À mes débuts, lorsque je me lançais dans mes premiers travaux d'audit, j'étais accompagné d'une formidable équipe de comptométristes. Leurs doigts volaient à toute vitesse lorsqu'ils saisissaient des colonnes de chiffres dans leurs comptomètres — pour la jeune génération qui n'en a probablement jamais vu, il s'agissait d'une énorme calculatrice à touches — et additionnaient les balances de vérification. En ces temps-là, l'être humain avait le dernier mot en matière de précision.
Mais dans les années 1990, les comptométristes appartenaient déjà au passé. Nous avions commencé à faire suffisamment confiance aux ordinateurs pour effectuer les calculs, et ce qui nécessitait une double vérification, c'était les systèmes qui gouvernaient les ordinateurs, et non les calculs eux-mêmes. Et les comptométristes ? Eh bien, leur rôle était devenu obsolète, non pas en l'espace d'une génération, mais pratiquement du jour au lendemain. Ils devaient trouver un nouvel espace où appliquer leurs compétences existantes, ou se recycler pour rester pertinents dans un monde transformé.
En réfléchissant à la planification de la succession aujourd'hui, cette histoire ne cesse de me revenir à l'esprit. Sauf qu'aujourd'hui, les changements que nous connaissons sont bien plus profonds et fondamentaux, sans parler de leur rythme quasi exponentiel. Prenons l'automatisation. Les tâches répétitives n'ennuient pas les robots, ils sont plus rapides et plus précis, ils ne font pas d'erreurs et ne prennent pas de pauses ; en bref, ils sont simplement meilleurs que nous… pour les tâches routinières. Cela signifie également que nos clients, y compris les petites et moyennes entreprises, ont désormais la capacité d'effectuer eux-mêmes bien plus de travaux comptables grâce à la technologie.
De la même façon que le moteur à combustion interne a conduit (jeu de mots intentionnel) le cheval et la charrette hors de la route, les robots — en l'occurrence les robots logiciels — vont remplacer les humains dans votre organisation tôt ou tard, aussi bien à l'atelier qu'au bureau. Selon un rapport de PwC, 30 % des emplois au Royaume-Uni risquent d'être remplacés par des robots et l'intelligence artificielle au cours des 15 prochaines années.

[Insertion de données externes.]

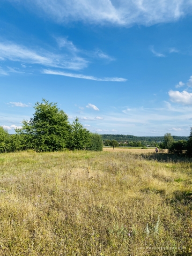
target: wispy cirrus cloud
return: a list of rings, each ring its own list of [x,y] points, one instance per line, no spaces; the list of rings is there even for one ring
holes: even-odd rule
[[[154,55],[156,57],[165,57],[165,55],[163,54],[162,53],[158,53],[156,51],[154,50],[154,46],[151,46],[150,47],[150,49],[152,53],[154,54]]]
[[[183,0],[12,0],[60,23],[81,21],[131,26],[174,21],[190,13],[192,3]]]
[[[95,119],[96,119],[96,120],[103,120],[104,118],[103,117],[101,117],[101,116],[96,116],[95,118]]]
[[[3,127],[3,128],[6,129],[6,130],[13,130],[16,129],[16,128],[19,128],[20,129],[22,128],[22,126],[17,126],[15,124],[12,124],[10,126],[9,126],[8,125],[2,125],[2,127]]]
[[[99,111],[99,109],[97,107],[93,104],[91,104],[91,103],[89,103],[89,104],[86,106],[86,107],[88,107],[88,108],[92,108],[94,110],[96,110],[97,111]]]
[[[177,131],[177,132],[182,130],[182,129],[181,129],[181,128],[175,128],[174,127],[172,127],[172,128],[170,128],[169,129],[170,131]]]
[[[25,103],[22,103],[22,102],[13,102],[11,101],[9,103],[7,103],[7,104],[11,104],[12,105],[12,106],[18,106],[21,107],[27,107],[31,106],[31,105],[30,104],[27,105],[27,104],[25,104]]]
[[[169,50],[169,52],[170,53],[177,53],[179,52],[179,51],[175,48],[170,48]]]
[[[88,61],[80,56],[56,54],[44,49],[41,49],[39,52],[10,42],[0,42],[1,61],[24,61],[46,67],[77,70],[84,68],[88,65]]]
[[[127,79],[121,77],[104,77],[103,78],[99,78],[91,75],[84,75],[67,73],[63,71],[57,71],[52,70],[50,69],[44,69],[43,74],[49,75],[64,75],[64,76],[69,76],[70,77],[74,77],[76,78],[82,78],[83,79],[88,79],[90,80],[95,80],[96,81],[105,81],[105,82],[126,82]]]
[[[8,73],[1,68],[0,67],[0,75],[8,75]]]

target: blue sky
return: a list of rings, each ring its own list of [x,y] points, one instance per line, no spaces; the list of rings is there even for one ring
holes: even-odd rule
[[[37,101],[99,134],[188,136],[192,2],[1,0],[0,125]]]

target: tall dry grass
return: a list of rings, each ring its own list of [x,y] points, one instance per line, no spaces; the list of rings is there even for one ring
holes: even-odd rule
[[[192,167],[128,151],[1,154],[0,255],[190,255]]]

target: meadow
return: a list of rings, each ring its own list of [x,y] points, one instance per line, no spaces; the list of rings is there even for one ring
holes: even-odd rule
[[[0,256],[191,255],[192,161],[152,150],[1,154]]]

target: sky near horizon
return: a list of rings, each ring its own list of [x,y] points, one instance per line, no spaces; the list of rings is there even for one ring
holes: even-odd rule
[[[42,98],[92,132],[188,136],[191,0],[1,0],[0,125]]]

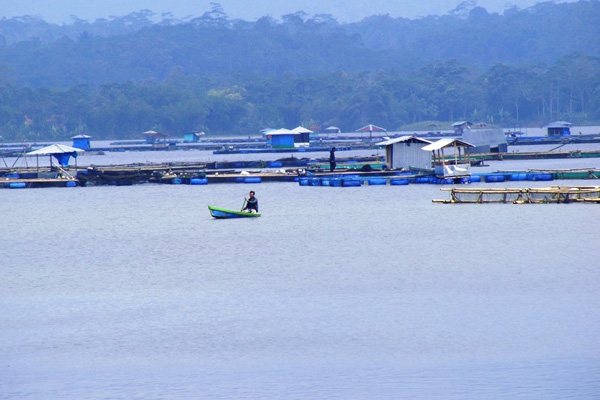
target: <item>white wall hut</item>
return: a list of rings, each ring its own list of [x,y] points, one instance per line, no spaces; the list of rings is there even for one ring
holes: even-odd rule
[[[435,175],[447,178],[471,175],[471,147],[460,139],[440,139],[422,150],[431,152]]]
[[[377,143],[385,146],[385,163],[389,169],[430,169],[431,153],[422,151],[431,144],[416,136],[402,136]]]
[[[471,153],[506,153],[508,144],[502,129],[469,129],[462,139],[472,144]]]
[[[294,147],[310,146],[310,135],[313,133],[313,131],[299,126],[292,129],[292,132],[296,134],[296,136],[294,136]]]

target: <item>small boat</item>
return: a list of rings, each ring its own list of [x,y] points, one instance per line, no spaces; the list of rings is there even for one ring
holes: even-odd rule
[[[250,213],[246,211],[234,211],[227,210],[225,208],[208,206],[210,210],[210,215],[213,218],[223,219],[223,218],[256,218],[260,217],[260,213]]]

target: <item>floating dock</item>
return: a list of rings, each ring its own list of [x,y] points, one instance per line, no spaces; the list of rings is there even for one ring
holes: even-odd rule
[[[432,200],[443,204],[547,204],[600,203],[600,186],[550,186],[546,188],[442,188],[449,200]]]

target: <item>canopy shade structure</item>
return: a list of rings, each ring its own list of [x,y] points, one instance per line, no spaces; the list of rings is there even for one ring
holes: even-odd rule
[[[380,126],[369,124],[369,125],[363,126],[360,129],[357,129],[356,132],[387,132],[387,130]]]
[[[383,142],[376,143],[377,146],[387,146],[394,143],[402,143],[402,142],[418,142],[418,143],[426,143],[431,144],[431,141],[427,139],[421,139],[416,136],[401,136],[399,138],[384,140]]]
[[[298,126],[294,129],[292,129],[293,133],[313,133],[313,131],[311,131],[310,129],[306,129],[303,126]]]
[[[50,146],[42,147],[41,149],[33,150],[27,153],[27,156],[51,156],[58,160],[58,163],[66,167],[69,165],[69,158],[73,156],[77,158],[77,154],[84,153],[85,150],[77,149],[71,146],[62,144],[51,144]]]
[[[423,147],[425,151],[436,151],[446,147],[475,147],[470,143],[464,142],[460,139],[440,139],[437,142],[433,142],[430,145]]]
[[[460,139],[440,139],[422,147],[421,150],[432,152],[435,174],[447,178],[471,175],[471,147],[475,146]],[[453,154],[447,157],[444,149],[449,149]]]

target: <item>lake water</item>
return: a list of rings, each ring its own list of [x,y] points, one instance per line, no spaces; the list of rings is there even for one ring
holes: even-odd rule
[[[0,398],[599,398],[600,207],[439,189],[0,190]]]

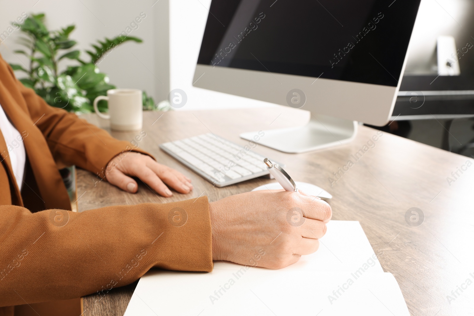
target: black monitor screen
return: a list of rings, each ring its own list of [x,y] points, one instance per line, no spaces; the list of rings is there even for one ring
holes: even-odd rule
[[[212,0],[198,63],[397,86],[420,0]]]

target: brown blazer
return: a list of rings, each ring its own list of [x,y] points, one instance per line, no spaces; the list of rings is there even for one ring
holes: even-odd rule
[[[56,163],[103,177],[108,162],[131,145],[48,105],[16,80],[1,57],[0,105],[23,135],[27,156],[20,193],[0,132],[0,315],[12,314],[1,307],[94,292],[100,300],[152,267],[212,270],[206,197],[71,212]],[[175,208],[187,213],[180,227],[169,219]]]

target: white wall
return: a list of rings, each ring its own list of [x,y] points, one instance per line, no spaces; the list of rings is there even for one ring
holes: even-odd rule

Qu'est-ce que cela signifie pour notre façon de penser la succession au sein de nos organisations ? Par le passé, cela consistait à s'assurer que les dirigeants avaient des remplaçants en coulisses, prêts à prendre les rênes en temps voulu.

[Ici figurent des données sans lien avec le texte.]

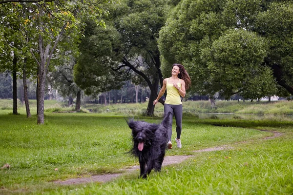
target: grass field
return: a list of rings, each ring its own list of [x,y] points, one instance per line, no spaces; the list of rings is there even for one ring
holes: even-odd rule
[[[0,101],[0,166],[8,163],[10,167],[0,170],[0,194],[293,194],[293,122],[290,117],[283,117],[284,113],[261,119],[209,115],[202,118],[190,110],[194,105],[208,102],[184,102],[185,111],[191,114],[186,114],[183,119],[183,147],[167,151],[167,156],[193,157],[180,164],[164,167],[161,173],[152,172],[147,179],[138,179],[139,171],[136,171],[104,184],[62,186],[53,181],[121,173],[121,169],[138,165],[137,159],[127,153],[131,146],[131,131],[126,119],[135,116],[135,119],[159,123],[161,118],[136,115],[143,108],[135,104],[128,107],[103,106],[101,110],[109,110],[96,113],[52,113],[57,109],[70,108],[46,101],[45,124],[37,125],[35,113],[26,118],[25,110],[20,106],[21,115],[13,116],[10,102],[3,102]],[[241,106],[229,102],[223,102],[226,105],[222,108],[226,107],[227,113],[240,110]],[[221,103],[217,102],[218,109]],[[282,106],[289,109],[287,104],[292,103],[249,103],[244,102],[242,110],[251,106],[254,109],[268,107],[269,104],[271,107],[268,110]],[[83,109],[85,110],[87,106]],[[238,108],[233,112],[227,108],[236,106]],[[157,113],[162,112],[161,109],[156,107]],[[114,111],[118,110],[123,110],[123,114]],[[264,139],[272,136],[273,131],[282,134]],[[230,149],[193,152],[223,145]]]

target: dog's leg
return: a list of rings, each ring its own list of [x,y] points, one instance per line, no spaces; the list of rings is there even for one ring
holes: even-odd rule
[[[146,162],[145,160],[139,159],[139,166],[141,169],[141,174],[140,177],[143,176],[143,178],[145,175],[146,175]]]
[[[149,160],[146,165],[146,174],[149,175],[151,172],[151,170],[154,168],[155,165],[155,161],[154,160]]]
[[[155,168],[156,171],[157,172],[161,171],[161,169],[162,169],[162,164],[163,164],[164,157],[165,155],[165,151],[162,151],[162,154],[161,154],[161,155],[160,155],[160,156],[158,158],[157,167]]]

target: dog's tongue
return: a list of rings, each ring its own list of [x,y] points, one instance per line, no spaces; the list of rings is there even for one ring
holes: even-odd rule
[[[138,143],[138,150],[142,151],[144,149],[144,142],[139,142]]]

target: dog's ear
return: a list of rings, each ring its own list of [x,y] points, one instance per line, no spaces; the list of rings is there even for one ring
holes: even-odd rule
[[[128,126],[129,127],[129,128],[132,130],[133,129],[135,129],[135,128],[136,127],[136,123],[135,122],[135,121],[134,121],[132,120],[129,120],[129,121],[127,122],[127,123],[128,125]]]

Mais aujourd'hui — et j'entends bien aujourd'hui —, la planification de la succession doit prendre en compte ce qui arrive à notre personnel lorsqu'une partie de leurs fonctions est prise en charge par des robots. Nous devons mettre en place un plan pour nos employés actuels, et également recruter des personnes ayant les compétences nécessaires pour s'adapter : non seulement pour travailler aux côtés des robots, mais aussi pour exceller dans les fonctions que les robots ne peuvent pas remplir. Les politiques de recrutement doivent veiller à ce que les organisations attirent et fidélisent les bonnes personnes, non pas nécessairement pour les compétences qu'elles possèdent aujourd'hui, mais pour leur capacité et leur potentiel à s'adapter aux compétences dont elles auront besoin demain.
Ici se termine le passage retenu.